Have you ever noticed that everywhere you look no one is looking at you? Instead, they’re staring at those little devices in their hands. Their scrolling, swiping, taking pictures, and all together disappearing into an online world. I’ve certainly noticed this and so has Jedediah Bila, best known for her appearances on The View and Fox News. Her new book, #DoNotDisturb: How I Ghosted My Cell Phone and Took Back My Life explores what she called OCTD: Obsessive Compulsive Technology Disorder and gives us hope for the future where technology will always be present but where we can disconnect more than we do now.
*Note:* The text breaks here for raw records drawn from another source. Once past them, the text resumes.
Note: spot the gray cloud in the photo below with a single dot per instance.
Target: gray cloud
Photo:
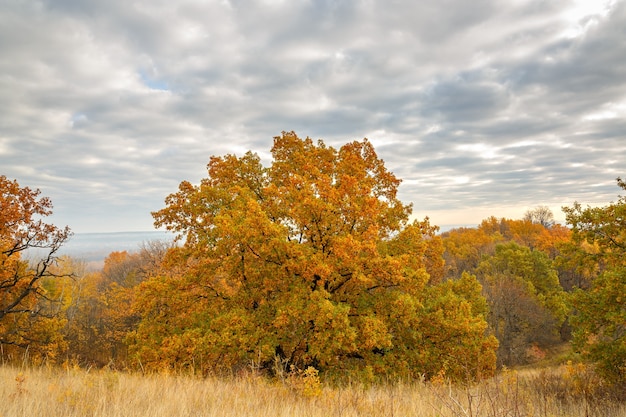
(482, 108)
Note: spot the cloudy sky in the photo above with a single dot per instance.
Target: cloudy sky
(483, 107)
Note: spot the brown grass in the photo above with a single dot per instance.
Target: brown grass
(73, 392)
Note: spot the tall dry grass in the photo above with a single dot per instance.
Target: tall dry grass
(54, 392)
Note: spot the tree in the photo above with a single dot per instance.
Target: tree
(308, 262)
(527, 303)
(21, 289)
(540, 215)
(600, 319)
(101, 317)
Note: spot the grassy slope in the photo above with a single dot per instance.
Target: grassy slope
(53, 392)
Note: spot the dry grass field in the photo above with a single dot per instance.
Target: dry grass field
(71, 392)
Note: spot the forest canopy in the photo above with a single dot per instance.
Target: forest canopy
(311, 261)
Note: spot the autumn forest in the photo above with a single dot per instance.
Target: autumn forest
(312, 264)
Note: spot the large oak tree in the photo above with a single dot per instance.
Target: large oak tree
(311, 261)
(26, 309)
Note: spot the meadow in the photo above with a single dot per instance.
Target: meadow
(569, 390)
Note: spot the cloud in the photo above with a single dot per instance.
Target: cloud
(480, 107)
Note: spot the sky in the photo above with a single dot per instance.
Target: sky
(482, 108)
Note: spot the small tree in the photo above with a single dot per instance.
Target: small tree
(541, 215)
(23, 299)
(600, 319)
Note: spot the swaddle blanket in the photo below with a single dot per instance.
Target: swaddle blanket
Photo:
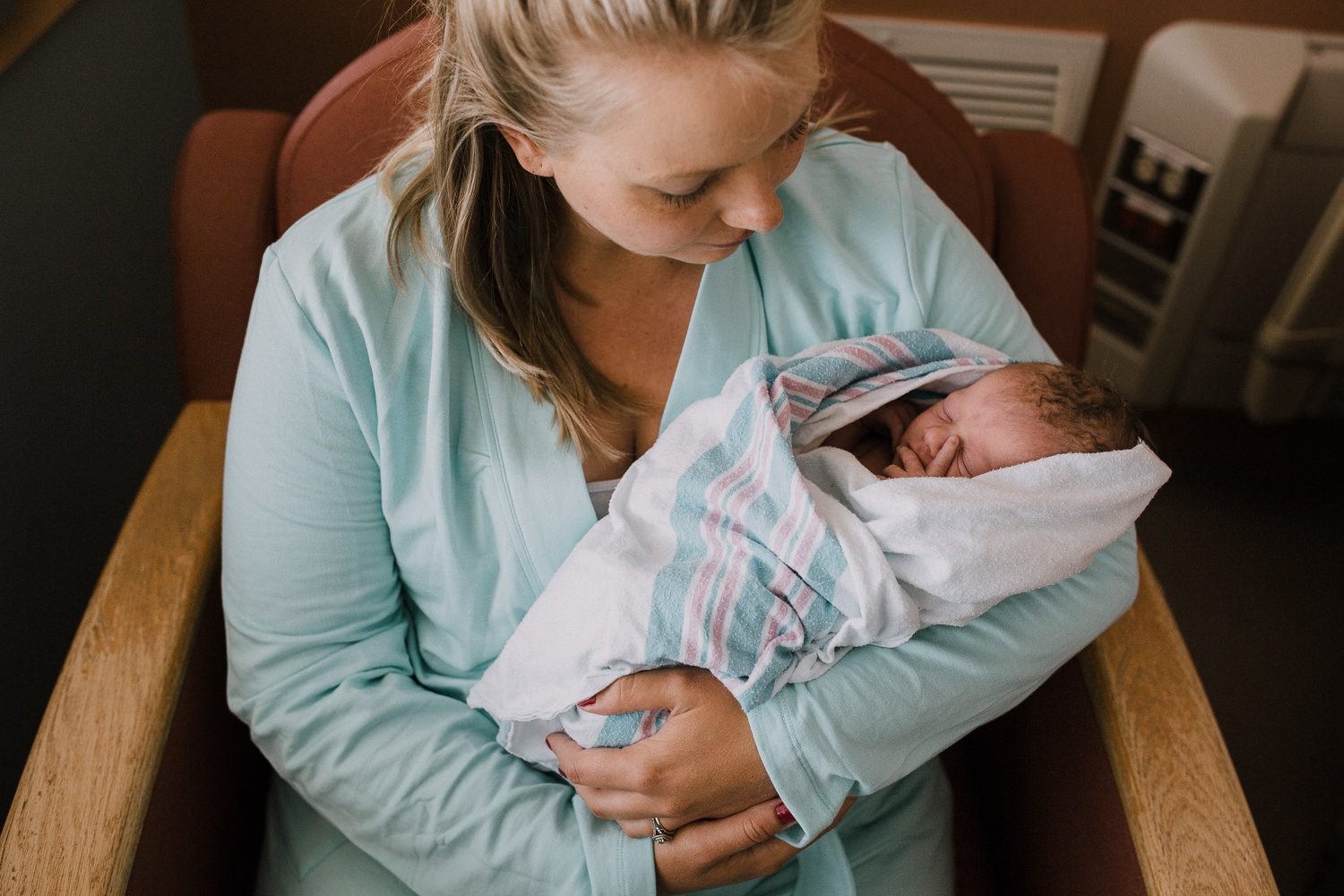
(739, 544)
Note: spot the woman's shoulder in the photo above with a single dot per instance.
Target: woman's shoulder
(336, 255)
(846, 161)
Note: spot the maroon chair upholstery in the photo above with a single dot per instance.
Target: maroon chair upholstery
(140, 780)
(245, 177)
(1024, 196)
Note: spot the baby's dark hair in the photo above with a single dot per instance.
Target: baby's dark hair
(1088, 413)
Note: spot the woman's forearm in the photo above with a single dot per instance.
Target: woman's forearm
(882, 712)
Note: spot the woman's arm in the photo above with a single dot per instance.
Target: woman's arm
(320, 648)
(879, 712)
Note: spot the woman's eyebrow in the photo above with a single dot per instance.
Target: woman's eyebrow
(711, 172)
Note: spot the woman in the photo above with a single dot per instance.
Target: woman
(607, 207)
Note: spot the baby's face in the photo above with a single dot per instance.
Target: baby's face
(991, 421)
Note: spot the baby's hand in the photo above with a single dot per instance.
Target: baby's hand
(908, 463)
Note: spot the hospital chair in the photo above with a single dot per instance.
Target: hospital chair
(1112, 780)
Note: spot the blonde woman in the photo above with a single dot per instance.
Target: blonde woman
(607, 209)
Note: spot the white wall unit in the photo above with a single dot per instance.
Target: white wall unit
(1000, 77)
(1230, 145)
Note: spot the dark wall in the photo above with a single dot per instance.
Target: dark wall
(90, 121)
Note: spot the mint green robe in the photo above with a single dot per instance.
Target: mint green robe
(394, 501)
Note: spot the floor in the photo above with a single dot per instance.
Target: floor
(1249, 546)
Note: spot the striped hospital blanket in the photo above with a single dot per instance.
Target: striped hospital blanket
(739, 544)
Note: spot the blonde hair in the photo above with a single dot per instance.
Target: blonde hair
(460, 198)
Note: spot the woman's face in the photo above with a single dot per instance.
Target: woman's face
(688, 164)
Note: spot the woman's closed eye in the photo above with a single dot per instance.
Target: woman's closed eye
(685, 201)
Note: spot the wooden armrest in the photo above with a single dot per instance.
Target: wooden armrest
(1188, 817)
(78, 812)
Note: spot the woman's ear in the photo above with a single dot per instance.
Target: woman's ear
(529, 155)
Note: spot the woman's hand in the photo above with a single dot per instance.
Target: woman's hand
(728, 850)
(702, 763)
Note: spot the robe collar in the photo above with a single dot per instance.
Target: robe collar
(542, 479)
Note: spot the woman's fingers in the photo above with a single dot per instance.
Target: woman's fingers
(726, 850)
(669, 774)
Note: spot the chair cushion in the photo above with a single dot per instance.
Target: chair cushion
(351, 124)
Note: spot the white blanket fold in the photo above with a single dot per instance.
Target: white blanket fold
(738, 544)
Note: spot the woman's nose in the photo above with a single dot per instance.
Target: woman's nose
(752, 203)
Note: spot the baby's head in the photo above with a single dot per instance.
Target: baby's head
(1085, 414)
(1016, 414)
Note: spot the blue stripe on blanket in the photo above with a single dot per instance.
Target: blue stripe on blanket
(754, 560)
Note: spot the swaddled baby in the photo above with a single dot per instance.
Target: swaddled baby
(851, 495)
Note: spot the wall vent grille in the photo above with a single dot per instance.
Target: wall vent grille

There are countless statistics and studies out there that show how screen time, especially a lot of it, affects us. One study showed the human attention span is now shorter than that of a goldfish. Another found that British kids spent LESS time outside than British prisoners. I know that I’ve seen the way technology not only drains my time but my energy and hurts my eyes. Sure, there are a lot of benefits of the technology we have today, but have we gone too far? Are we addicted to likes and notifications and Snapchat streaks? A lot of people are, unfortunately. Bila, however, talks about how this manifests in her own life and not just about how it appeared in statistical studies. For example, she discovered that a boyfriend had been living a secret life through his phone, the device that was always in his hand. She herself saw how her tether to her phone ruined time with friends and family. Bila is honest in this book that while it is a condemnation of society it is also a condemnation of herself in many ways. She, like so many of us, have experienced OCTD and must work very hard to overcome it.
A lot of this book is aspirational and a bit hokie. She longs for the old days where we went to sock hops and long walks. Not everyone is into that, and that’s fine, and not everyone wants to have the life she has on the weekends. But nonetheless, we can all learn from the steps she took to distance herself from her phone and from a social media addiction. Here are three steps I am trying to take thanks to this book
1. Turn off notifications
I look at my phone constantly because it’s constantly asking me too. A new email, a text, a GroupMe notification, a new match on Bumble. It’s always asking me to come back. I turned off notifications for everything but texts and phone calls and I feel so much better. Now, I don’t feel the constant beckoning of my email, which is always blowing up. Sure, I’ve missed a couple brunch offers in my building’s GroupMe, but overall I feel a little bit better. It may not be a long term solution, but it is a start.
2. Put your phone down at events
I went to a concert last Thursday and left my phone in my bag pretty much the whole time, except when answering some texts. I loved being in the moment, listening to one of my favorite artist’s live and in the flesh. Everyone else,it seemed, was watching the concert instead through their phone, recording every other song. I felt so bad for them. There was something beautiful about living in the moment and I’m so glad I didn’t give in to the peer pressure to record every second and forget where I was in the moment.
3. Don’t charge your phone next to your bed
I’m still working on implementing this because I enjoy listening to podcasts as I fall asleep, but it’s a great goal to have. Your alarm will still work from the other side of the room, and now you won’t be tempted to lay in bed for hours scrolling through Pinterest and feeling both wide-awake and sad about the state of your life.